News
Being optimistic for 2019....
Date of Issue: Monday, 11 February, 2019

By Steve Fowler MIIRSM
With Brexit just around the corner, climate change on every continent and rapid technological change destroying jobs at an unprecedented rate, why should we be optimistic about 2019?
According to the World Economic Forum (Global Risks Report, 2019), through a combination of innovation and responsible leadership, we actually have the potential to make our societies stronger and our world more sustainable. Here are seven of their highlights for the year ahead:
1. Saving our oceans: The world is waking up to our ocean plastic crisis. Many countries are now working on introducing bans on single-use plastic.

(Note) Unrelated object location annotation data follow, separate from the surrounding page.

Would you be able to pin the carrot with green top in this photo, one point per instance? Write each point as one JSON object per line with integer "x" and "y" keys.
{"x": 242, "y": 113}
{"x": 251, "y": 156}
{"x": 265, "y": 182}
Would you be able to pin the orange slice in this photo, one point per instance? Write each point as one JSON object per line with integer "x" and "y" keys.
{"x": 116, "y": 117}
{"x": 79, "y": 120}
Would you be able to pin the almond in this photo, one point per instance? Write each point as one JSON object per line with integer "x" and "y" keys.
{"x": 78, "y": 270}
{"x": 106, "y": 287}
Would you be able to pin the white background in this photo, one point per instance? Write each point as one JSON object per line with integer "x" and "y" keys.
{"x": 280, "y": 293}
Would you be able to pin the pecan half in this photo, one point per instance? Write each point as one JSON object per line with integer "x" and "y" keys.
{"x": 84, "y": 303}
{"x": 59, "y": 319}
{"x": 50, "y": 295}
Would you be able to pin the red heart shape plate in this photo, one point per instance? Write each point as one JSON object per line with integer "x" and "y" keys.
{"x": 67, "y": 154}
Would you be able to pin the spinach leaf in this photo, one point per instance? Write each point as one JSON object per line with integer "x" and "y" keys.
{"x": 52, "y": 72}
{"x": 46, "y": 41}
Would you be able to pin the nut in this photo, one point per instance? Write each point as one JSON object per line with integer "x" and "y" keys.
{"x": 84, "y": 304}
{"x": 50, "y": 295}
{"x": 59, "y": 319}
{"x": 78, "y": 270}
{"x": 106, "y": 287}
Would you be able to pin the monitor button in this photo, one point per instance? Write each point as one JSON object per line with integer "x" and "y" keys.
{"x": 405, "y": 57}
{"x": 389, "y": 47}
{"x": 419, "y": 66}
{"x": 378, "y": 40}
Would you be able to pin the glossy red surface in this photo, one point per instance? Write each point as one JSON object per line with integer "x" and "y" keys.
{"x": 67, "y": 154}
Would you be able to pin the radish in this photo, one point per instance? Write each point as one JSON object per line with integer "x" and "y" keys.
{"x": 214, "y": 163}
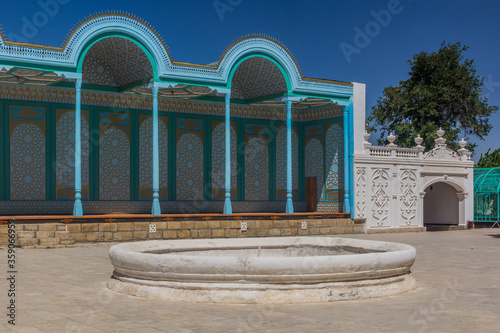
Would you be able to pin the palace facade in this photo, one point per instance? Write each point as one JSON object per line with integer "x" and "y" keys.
{"x": 109, "y": 123}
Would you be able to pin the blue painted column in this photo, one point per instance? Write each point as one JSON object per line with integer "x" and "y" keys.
{"x": 289, "y": 202}
{"x": 156, "y": 210}
{"x": 228, "y": 209}
{"x": 347, "y": 169}
{"x": 77, "y": 208}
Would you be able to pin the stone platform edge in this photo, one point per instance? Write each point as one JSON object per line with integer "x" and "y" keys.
{"x": 66, "y": 234}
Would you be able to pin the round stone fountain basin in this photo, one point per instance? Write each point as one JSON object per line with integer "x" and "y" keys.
{"x": 262, "y": 270}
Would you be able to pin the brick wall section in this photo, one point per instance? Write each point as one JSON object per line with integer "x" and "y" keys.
{"x": 60, "y": 234}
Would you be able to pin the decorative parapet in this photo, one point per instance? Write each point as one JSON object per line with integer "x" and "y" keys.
{"x": 440, "y": 152}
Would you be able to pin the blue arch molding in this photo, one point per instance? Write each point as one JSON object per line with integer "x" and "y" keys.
{"x": 67, "y": 58}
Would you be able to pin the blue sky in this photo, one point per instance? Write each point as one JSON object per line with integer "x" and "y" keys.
{"x": 198, "y": 32}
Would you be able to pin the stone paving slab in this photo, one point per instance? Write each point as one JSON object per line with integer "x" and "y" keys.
{"x": 458, "y": 276}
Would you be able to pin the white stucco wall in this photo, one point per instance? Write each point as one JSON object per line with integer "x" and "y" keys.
{"x": 392, "y": 183}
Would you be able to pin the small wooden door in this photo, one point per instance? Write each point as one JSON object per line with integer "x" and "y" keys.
{"x": 311, "y": 194}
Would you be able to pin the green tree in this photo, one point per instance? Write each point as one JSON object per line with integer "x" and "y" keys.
{"x": 489, "y": 160}
{"x": 443, "y": 90}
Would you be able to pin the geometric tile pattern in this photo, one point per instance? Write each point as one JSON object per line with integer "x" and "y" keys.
{"x": 127, "y": 101}
{"x": 115, "y": 62}
{"x": 189, "y": 167}
{"x": 146, "y": 155}
{"x": 314, "y": 162}
{"x": 257, "y": 77}
{"x": 27, "y": 162}
{"x": 28, "y": 76}
{"x": 256, "y": 169}
{"x": 65, "y": 153}
{"x": 219, "y": 160}
{"x": 334, "y": 163}
{"x": 281, "y": 157}
{"x": 114, "y": 165}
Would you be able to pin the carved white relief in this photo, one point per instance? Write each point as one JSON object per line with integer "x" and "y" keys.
{"x": 360, "y": 192}
{"x": 442, "y": 153}
{"x": 408, "y": 197}
{"x": 380, "y": 196}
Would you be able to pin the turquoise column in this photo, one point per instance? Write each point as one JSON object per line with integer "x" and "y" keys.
{"x": 228, "y": 209}
{"x": 156, "y": 210}
{"x": 347, "y": 174}
{"x": 289, "y": 203}
{"x": 77, "y": 208}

2. New technologies: Despite real fears that the Fourth Industrial Revolution will lead to reductions in white collar jobs as a result of AI and other emerging technologies, there will also be more jobs created. Tata, for instance, have announced an aim to provide new skills to 10 million workers by 2020.
3. Living longer: It’s been estimated that 15% of all greenhouse gas emissions arising from human activity come from livestock production, with 40% of this coming from cows. Meat consumption in western economies is now static or dropping.
4. Drones to the rescue: Unmanned aerial vehicles are now as synonymous with saving lives and boosting food security as they are with their use on the battlefield or as a nuisance disrupting air travel at London’s Gatwick Airport. Rwanda, for instance, is now using drones to deliver blood and save lives.
5. Protection from pandemics: The outbreak of the Ebola virus in West Africa in 2014-16 demonstrated just how unprepared we are. The Coalition for Epidemic Preparedness aims to address this by developing new vaccines before diseases erupt.
6. Boosting biodiversity: The World Wildlife Fund’s warning in 2018 that only drastic action can protect us from a sixth great extinction highlighted the scale of the conservation challenge we face. One approach to this is to incentivise humans to protect, rather than destroy, biodiversity. Judging by early results from the Earth Genome Project, it is clear that there need not be a conflict between protecting life on earth and pursuing economic growth.
7. Ending illegal fishing: Industrial-scale fishing operations are not only disastrous from a biodiversity perspective, they also ruin the livelihoods of the hundreds of millions of people worldwide who rely on the oceans for their income. The World Economic Forum’s Friends of Ocean Action will be actively seeking to turn the tables on illegal fishing in 2019.
And from industry, three further predictions that should make us optimisic about 2019:
1. Finance is becoming more aware. Larry Fink, Chairman of the World’s biggest investor, BlackRock, has stressed in his annual letter to CEOs the importance of sustainability and purpose: ‘Profits are in no way inconsistent with purpose – in fact, profits and purpose are inextricably linked’. Given current concerns about the ill effects of rampant capitalism, this has to be a very welcome sign.
2. Digitlisation in power grids: We are largely unaware of the role that sensors, artificial intelligence and robotics play in transitioning to clean energy. Over the next two decades, 72% of the $10.2 trillion spent on new power generation is predicted to go into wind and solar, which can now beat coal, natural gas and oil on price. If we can optimize this complex system with software, the costs and carbon savings could be really significant.
3. Energy firms transforming. On December 3, Royal Dutch Shell announced that it would tie executive pay to reductions in carbon emissions. The company plans to halve its carbon footprint by 2050. BP too has pledged to keep its carbon emissions flat into 2025 by focusing on renewables and natural gas. These efforts signify that energy companies are responding to the public’s concerns about global warming.
And on a final note, three reasons to be cheerful as risk professionals in 2019...
1. The release of ISO45001 last year brings further consolidation to the standards world. Concepts such as the influence of internal and external environments, worker and stakeholder consultation, and integration of safety and health policy into overall risk policy are now fully embedded in the new standard.
2. Following hot on the heels of this, the International Organization for Standardization (ISO) are also developing guidelines on use of the global risk management standard ISO31000 in management system standards such as ISO45001 and ISO9001. Such consolidation within the risk world is to be applauded.
3. Carillion and #metoo have exposed deep seated failings in current arrangements for corporate and societal governance. The good news is that organisations are beginning to sit up and act. Last year’s new version of the UK Financial Reporting Council’s ‘Corporate Governance Code’ and in the voluntary sector, the new Charity Governance Code, plus continued media focus, mean that real change is now happening.